Wiadomości

Słupsk - za fałszywy alarm bombowy poniesie karę

Data publikacji 20.02.2007

20 lutego br. ok. godz. 21.37 do dyżurnego operacyjnego Straży Pożarnej w Słupsku zadzwonił anonimowy mężczyzna. Powiedział, że w jednym z marketów w Kobylnicy została podłożona bomba


20 lutego br. ok. godz. 21.37 do dyżurnego operacyjnego Straży Pożarnej w Słupsku zadzwonił anonimowy mężczyzna. Powiedział, że w jednym z marketów w Kobylnicy została podłożona bomba i że do wybuchu zostało kilka minut. Strażak powiadomił policję. Niezwłocznie podjęto działania. W akcji ewakuacyjnej brały udział: jednostka straży pożarnej, karetka pogotowia ratunkowego, słupscy policjanci wraz z pirotechnikami i psem do wykrywania ładunków wybuchowych. Z marketu ewakuowano ponad 20 klientów i 30 pracowników. Policjanci przeszukali cały obiekt i teren przyległy. Nie znaleźli żadnej bomby. Alarm okazał się fałszywy. Dzwoniący zrobił sobie dowcip, ale nie do końca mu się to udało. Policjanci z II Komisariatu Policji w Słupsku pracowali nad tą sprawą, ustalili i zatrzymali autora fałszywego alarmu bombowego. Okazał się nim Michał S. 23-letni mieszkaniec powiatu słupskiego. Zatrzymany był już notowany przez policję. Funkcjonariuszom przyznał się do spowodowania fałszywego alarmu.

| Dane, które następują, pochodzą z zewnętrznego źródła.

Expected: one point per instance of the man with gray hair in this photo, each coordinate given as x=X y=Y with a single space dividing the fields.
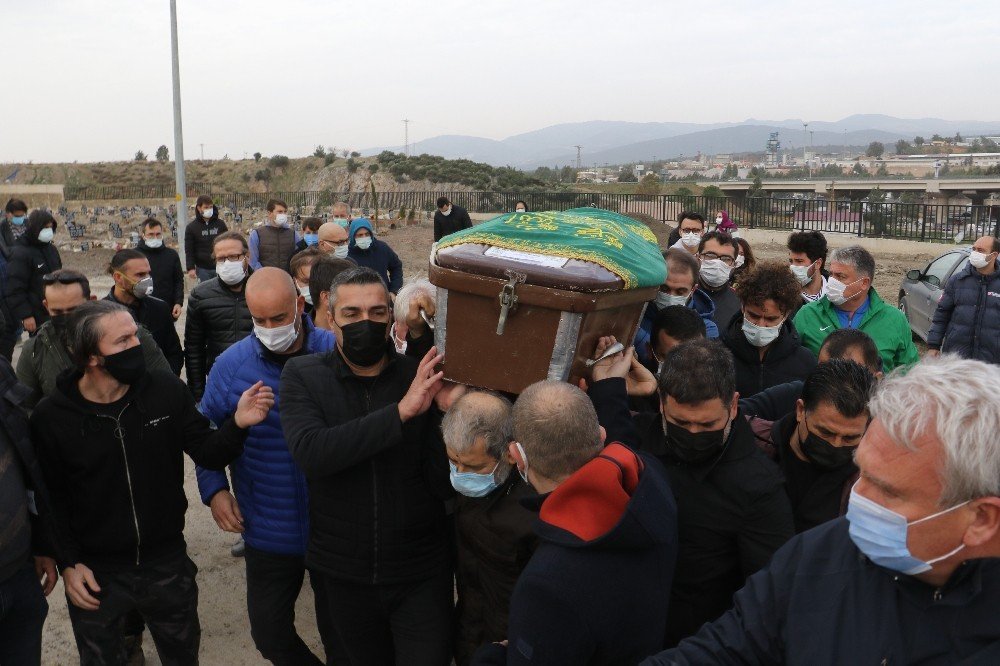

Oświadczył, że zrobił to bez specjalnego powodu. Przesłuchano go w charakterze sprawcy wykroczenia i wniosek o ukaranie skierowano do Sądu Grodzkiego. Za to wykroczenie grozi kara aresztu, ograniczenia wolności albo grzywny do 1.500 zł. Sąd może orzec nawiązkę do 1.000 zł.